Karen Logan

Personal information
- Born: 1949 (age 76–77)
- Nationality: American
- Listed height: 5 ft 9 in (1.75 m)
- Listed weight: 120 lb (54 kg)

Career history

Playing
- 1971–1974: All-American Red Heads
- 1978–1979: Chicago Hustle
- 1979: New Jersey Gems
- 1980: New Mexico Energee

Coaching
- 1978–1979: Chicago Hustle (assistant)
- 1982–1984: Utah State
- Stats at Basketball Reference

= Karen Logan =

American basketball player

Karen Logan (born 1949) is an American former basketball and volleyball player. She is the inventor of what is now the standardized size women's basketball. In the 1970s she was often credited as the top women's basketball player in the United States.

==College career==
Logan attended Pepperdine University from 1967 to 1971. Initially recruited for track and tennis, her basketball talent was discovered by coach Gary Colson and she regularly scrimmaged with the men's team. She was undefeated on Pepperdine's first women's tennis team her senior year and was inducted into the Pepperdine Athletics Hall of Fame in 1981.

==Basketball career==
From 1971 to 1974, she toured with the All-American Red Heads, a professional barnstorming team that often played against men's teams.

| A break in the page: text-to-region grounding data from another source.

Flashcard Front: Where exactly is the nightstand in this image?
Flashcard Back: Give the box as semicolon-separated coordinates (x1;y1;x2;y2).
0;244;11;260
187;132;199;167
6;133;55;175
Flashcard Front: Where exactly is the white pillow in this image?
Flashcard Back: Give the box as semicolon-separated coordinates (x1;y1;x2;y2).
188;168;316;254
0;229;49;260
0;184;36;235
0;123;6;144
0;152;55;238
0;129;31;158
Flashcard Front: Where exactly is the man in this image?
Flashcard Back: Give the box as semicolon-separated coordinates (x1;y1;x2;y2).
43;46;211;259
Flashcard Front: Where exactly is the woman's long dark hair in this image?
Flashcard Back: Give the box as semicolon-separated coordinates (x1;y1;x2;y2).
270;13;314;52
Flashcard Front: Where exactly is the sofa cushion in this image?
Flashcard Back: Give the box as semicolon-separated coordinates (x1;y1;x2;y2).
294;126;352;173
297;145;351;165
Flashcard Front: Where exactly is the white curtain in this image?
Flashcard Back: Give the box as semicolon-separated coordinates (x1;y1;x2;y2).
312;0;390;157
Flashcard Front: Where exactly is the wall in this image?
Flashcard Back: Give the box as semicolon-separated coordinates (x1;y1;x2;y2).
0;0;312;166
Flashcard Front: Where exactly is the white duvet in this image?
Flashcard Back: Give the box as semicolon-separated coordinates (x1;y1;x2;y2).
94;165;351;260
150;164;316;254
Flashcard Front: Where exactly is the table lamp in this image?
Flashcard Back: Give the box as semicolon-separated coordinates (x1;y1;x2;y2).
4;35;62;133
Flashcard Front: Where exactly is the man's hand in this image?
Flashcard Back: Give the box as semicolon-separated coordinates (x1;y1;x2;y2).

In 1975, CBS had Logan appear on Challenge of the Sexes, a nationally broadcast TV-show inspired by Billie Jean King and Bobby Riggs' Battle of the Sexes. On the show Logan played and defeated Jerry West in a game of H-O-R-S-E.

In June 1978, Logan became the first player to sign a contract with the newly created Women's Professional Basketball League (WBL).

While working with the WBL, Logan pitched an idea for a smaller ball for the women's game. The idea was accepted and the ball was first produced by Wilson Sporting Goods and adopted by the WBL, eventually becoming the standard for all levels of women's basketball.

Logan played for the Chicago Hustle for the first half of the 1978–79 WBL season. She broke her foot three months before the season and was told by her doctor it would take 10 to 11 months to heal. Shortly before the start of the season, she played a preseason game where she scored 20 points but was unable to walk the following day due to the injury. She continued playing through the injury but wasn't able to play at the level that was expected, leading to her being traded to the New Jersey Gems in January 1979. While both parties were interested, she declined to return to the Gems after the season due to unpaid salary.

Logan signed with the New Orleans Pride the following season but was cut before the seasons start after having been involved in an attempt to create the first labor union for professional women's athletes in cooperation with the NFL Players Association.

In 1980, she signed as a player-coach for the Tucson Storm of the short lived Ladies Professional Basketball Association (LPBA). After the team folded before the start of the season, she signed with New Mexico Energee and played a few games with the team before it and the LPBA folded.

She coached the Utah State University women's team from 1982 to 1984 before stepping away from basketball for good.

==Volleyball career==
Logan played professional volleyball for two seasons in the International Volleyball Association.